Nationally, such a ban is gaining momentum in larger communities. San Francisco is seeking to become the first U.S. city to ban electronic cigarettes to crack down on youth vaping.
"Vaping is a peer thing, a cool thing and [young people] are tasting flavors, like mango, that masks the nicotine," said board member Diana Romeo, a retired nurse from Lenox. "It's a gimmick to get them interested in tobacco."
Wilusz says the local bans are necessary because the federal government 10 years ago only prohibited the sale of candy- and fruit-flavored cigarettes because they were marketed to potential young smokers. There is no federal or state ban on e-cigarettes and other flavored tobacco-related products.
Local, state and federal health officials are finding a dramatic rise in teens and young adults vaping using e-cigarettes, which are electronic devices that produce an aerosol by heating a liquid.
The Centers for Disease Control and Prevention says that 3.6 million middle and high school students vaped in 2018, 1.3 million more than in 2017.
It was the largest annual jump in the use of any substance, including marijuana, that health researchers had seen in more than 40 years, according to a recent New York Times article.
Locally, adolescents appear to be vaping more and lighting up less, according to the 2019 Massachusetts Youth Health Survey.
The Berkshire County assessment of eighth, 10th and 12th graders found cigarette use overall had dropped to 7, 12 and 23 percent, respectively, down from 14, 20 and 33 percent in 2017. Meanwhile, teen vaping went from 12 to 20 percent of those eighth graders surveyed using e-cigarettes; 30 to 35 percent in Grade 10; and 40 to 44 percent for high school seniors.

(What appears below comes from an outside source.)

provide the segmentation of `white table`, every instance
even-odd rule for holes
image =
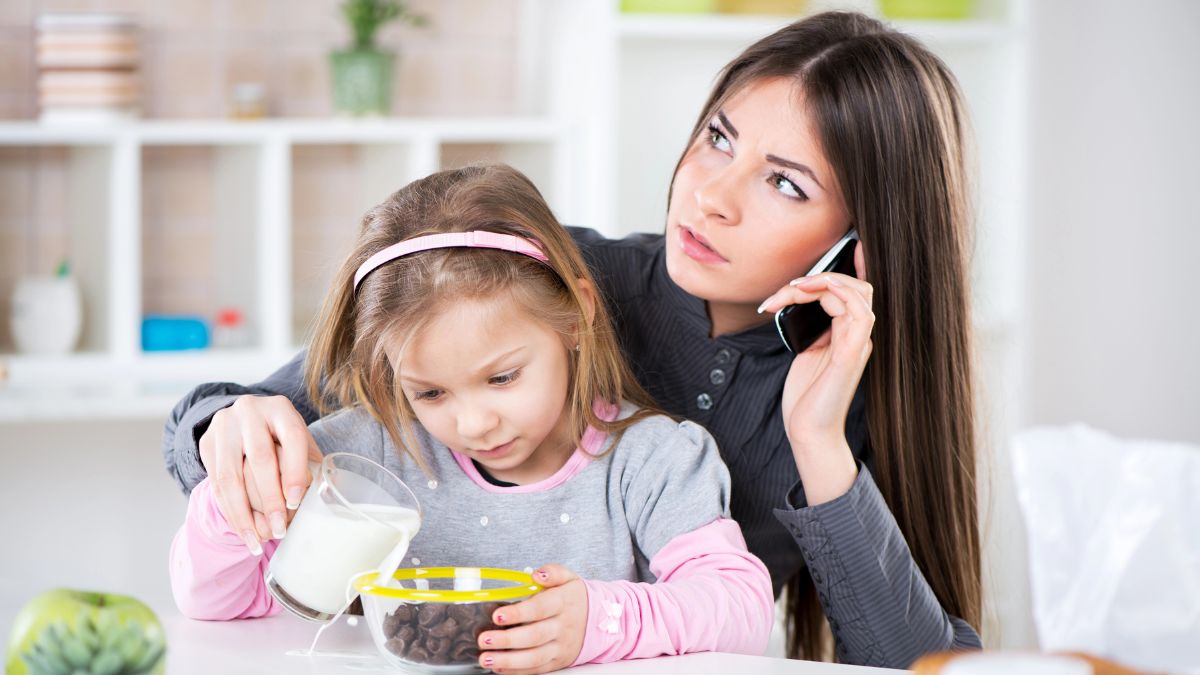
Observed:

The survey also found that the rate of vaping by eighth and 10th graders was second only to alcohol consumption and third among 12th graders, behind booze and marijuana.
Wilusz says the survey shows the need to educate teachers, school officials and parents on the dangers of vaping.
"It's not a substitute for cigarettes, as vaping involves nicotine, an addictive chemical," he said.
One Midwest school district is so alarmed by teen e-cigarette use that it plans to test 400 middle and high school students involved in after-school activities for nicotine. The Fairbury School District, just south of Lincoln, Neb., already tests the students for performance enhancing drugs, according to several online news reports.
Fairbury Superintendent Stephen Grizzle told the Lincoln Star Journal that school district policy already prohibits students from using cigarettes and e-cigarettes, so why not test for it?
"Vaping and smoking, in our view, is reaching epidemic proportions," Grizzle said.